Ela: acorda onze e dez da manhã. Tão incomum acordar tão tarde. Mas bom,... aconteceu. Pegou o celular, olhou a hora. E botou de volta no criado mudo, sem desbloquear e checar nenhuma rede social nem o whats app. Se espreguiça, se estica toda, tentada a rolar para o outro lado da cama, se embrulhar, voltar a dormir. Mas não pode, precisa levantar. Precisa ir ajuda-lo a arrumar a casa nova. Passa um braço pelo lençol, pelo pedaço vazio na cama. Nunca mais terá um pedaço vazio na cama. Sorri, alegre, ao constatar, lembrar disso: nunca mais um pedaço vazio na cama. As pernas, nunca mais soltas também: para sempre enroscadas nas dele, como ela gosta de fazer. Vai ser tão bom. Faz tanto tempo que sonham com isso. Há tempos que vem sonhando com uma rotina em uma casa com ele, e não com os pais. Nada de jantar tarde da noite, como costuma fazer, porque o pai chega tarde do quartel onde trabalha. Nada de almoçar no shopping, em praças de alimentação lotadas, aos domingos, como os pais gostam de fazer. E nada de assistir programas aleatórios em canais aleatórios na tv. Não, nada disso, nunca mais. A partir de hoje, tudo será diferente. E ela gosta dessa frase: a partir de hoje, tudo será diferente. Suspira. Como uma boba adolescente apaixonada.

Finalmente levanta. Tentada a abrir o whats app e responder as mensagens que ele certamente mandou, ela resiste. Melhor fazer as coisas com calma primeiro. Tira a roupa, pega a tolha, toma banho. Lava o cabelo, devagar, passa hidratante no corpo todo. Veste a roupa de sair, se olhando no espelho e pensando que precisa tomar café. E encarar os pais. Suspira. De preocupação dessa vez. Eles sabem que irá se mudar, claro que sabem. Quando decidiu morar com o namorado, chegou em casa felicíssima, mas escolheu não contar logo para eles. Foi dormir sem saber porquê sentia o medo que sentia. Concluiu que não era nada demais, preocupação apenas, pra que tanta ansiedade em contar, afinal?, não mudaria nada dizer um pouco depois de ter decidido. Não era como se fosse se mudar tão rápido assim. Na manha seguinte, quando sentou para tomar café, trocando mensagens com ele e sorrindo para o celular, o pai comentou:

—Filha, vamo desgrudar desse celular e comer direito, vamo?

A mãe, fatiando um pão, lhe sorriu maliciosamente:

—Tá mais animadinha do que de costume nesse celular hein.

Ela ergueu as sobrancelhas, pega de surpresa. E acabou contando. Contando que ontem, no rolê com o namorado, eles conversaram e decidiram que era hora de morar junto. Os dois formados, com bons empregos, ganhando mal separados mas fazendo uma boa renda juntos, era hora, ela contou. E, para não olhar para os pais e ver qualquer reação nos rostos deles, pegou um pão e começou a corta-lo ao meio. 

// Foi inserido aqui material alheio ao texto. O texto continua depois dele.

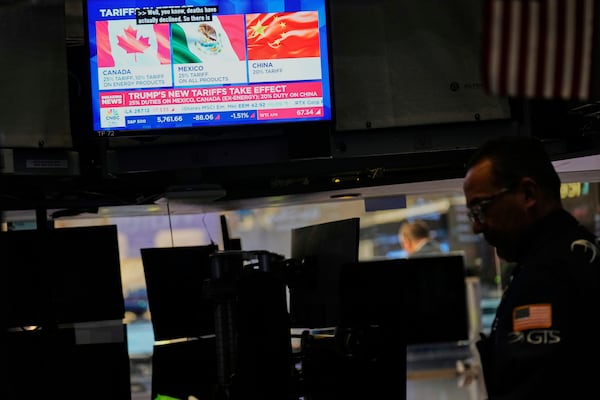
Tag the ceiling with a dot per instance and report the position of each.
(50, 169)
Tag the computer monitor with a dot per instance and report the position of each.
(174, 278)
(325, 247)
(424, 299)
(62, 275)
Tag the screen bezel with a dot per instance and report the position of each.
(226, 130)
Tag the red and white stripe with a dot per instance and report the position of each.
(539, 48)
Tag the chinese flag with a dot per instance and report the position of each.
(539, 48)
(283, 35)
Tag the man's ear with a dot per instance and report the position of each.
(530, 189)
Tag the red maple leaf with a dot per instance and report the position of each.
(131, 43)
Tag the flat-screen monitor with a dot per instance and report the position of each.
(314, 294)
(424, 299)
(164, 65)
(176, 300)
(62, 275)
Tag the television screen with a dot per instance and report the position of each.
(314, 296)
(424, 298)
(164, 64)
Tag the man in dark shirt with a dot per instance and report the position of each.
(416, 239)
(543, 342)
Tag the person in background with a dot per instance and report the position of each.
(415, 238)
(543, 342)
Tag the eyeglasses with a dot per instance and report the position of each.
(478, 210)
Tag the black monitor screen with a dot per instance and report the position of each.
(314, 299)
(174, 277)
(61, 275)
(425, 297)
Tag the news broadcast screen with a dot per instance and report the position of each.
(164, 64)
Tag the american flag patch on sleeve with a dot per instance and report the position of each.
(532, 316)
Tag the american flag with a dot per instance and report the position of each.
(539, 48)
(532, 316)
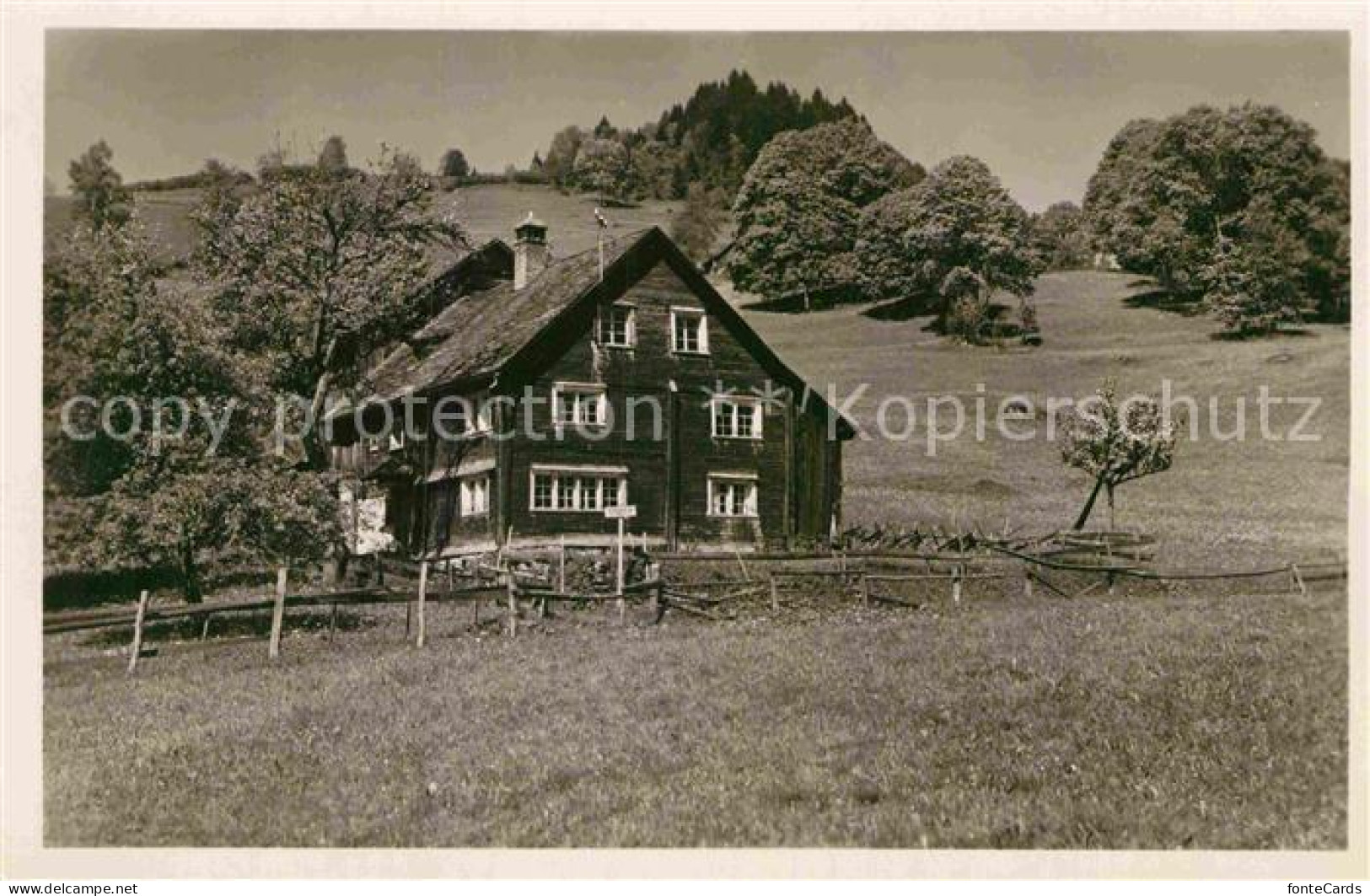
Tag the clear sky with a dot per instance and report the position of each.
(1037, 107)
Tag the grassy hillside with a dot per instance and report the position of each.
(1238, 502)
(1225, 503)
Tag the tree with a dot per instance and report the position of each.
(333, 157)
(1059, 238)
(1247, 282)
(604, 131)
(256, 512)
(102, 197)
(96, 285)
(887, 269)
(454, 164)
(313, 271)
(1115, 443)
(1169, 195)
(561, 157)
(144, 350)
(968, 236)
(653, 170)
(799, 207)
(602, 166)
(699, 221)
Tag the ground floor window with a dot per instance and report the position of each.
(578, 488)
(475, 495)
(732, 495)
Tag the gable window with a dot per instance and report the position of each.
(618, 326)
(475, 495)
(732, 495)
(690, 332)
(736, 418)
(576, 405)
(585, 490)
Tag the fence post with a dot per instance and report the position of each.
(422, 600)
(278, 613)
(1297, 580)
(561, 567)
(137, 630)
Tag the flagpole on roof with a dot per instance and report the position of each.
(603, 223)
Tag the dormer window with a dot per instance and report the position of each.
(690, 332)
(618, 326)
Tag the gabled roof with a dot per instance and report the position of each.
(477, 335)
(484, 333)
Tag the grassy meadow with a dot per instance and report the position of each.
(1229, 503)
(1135, 721)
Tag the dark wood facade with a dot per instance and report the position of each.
(695, 481)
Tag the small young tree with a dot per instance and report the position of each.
(454, 164)
(102, 199)
(333, 157)
(1115, 443)
(602, 166)
(1059, 238)
(699, 221)
(561, 157)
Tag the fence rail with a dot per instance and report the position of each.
(504, 588)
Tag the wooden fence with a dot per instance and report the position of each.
(510, 589)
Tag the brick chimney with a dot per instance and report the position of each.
(529, 249)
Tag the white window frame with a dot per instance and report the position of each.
(475, 499)
(732, 481)
(730, 405)
(701, 333)
(578, 392)
(606, 317)
(573, 480)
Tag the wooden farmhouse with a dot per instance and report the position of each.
(613, 377)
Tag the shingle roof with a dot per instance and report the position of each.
(478, 333)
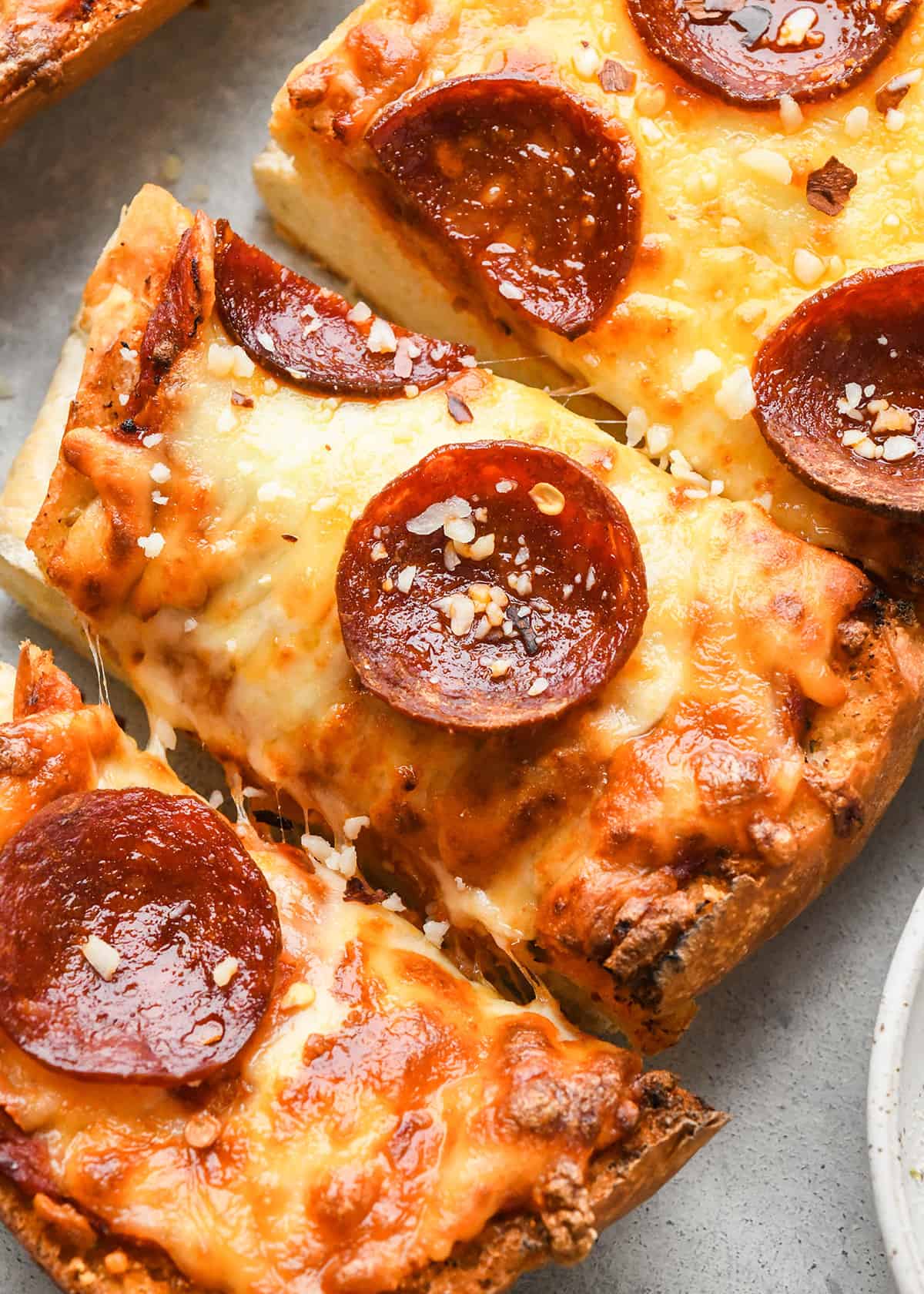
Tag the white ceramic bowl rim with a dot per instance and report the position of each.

—É, a mãe começou. —Se é o que vocês querem... e acham que conseguem... por quê não né?

—É, mas tem que procurar bem hein, o pai alertou. —Olhar direitinho aluguel, fazer contrato... tá cheio de pilantra por aí.

Ela sorriu com o canto dos lábios, aliviada. Não sabia porque esperava uma reação muito diferente, muito rígida dos pais. Não era adolescente, eles conheciam o namorado, estava tudo certo. Mas um pequeno trauma de filha única, talvez, tivesse se apossado dela e a feito temer a reação dos pais ao rompimento completo do grande laço que os unia: morar juntos. Morava com eles desde... sempre. Desde que nasceu. Realmente, pensando assim, era um gigantesco passo, esse que estava dando. Para ela, acima de qualquer pessoa. Mas tudo que sentia era ansiedade. Excitação. Queria o quanto antes dividir teto com ele.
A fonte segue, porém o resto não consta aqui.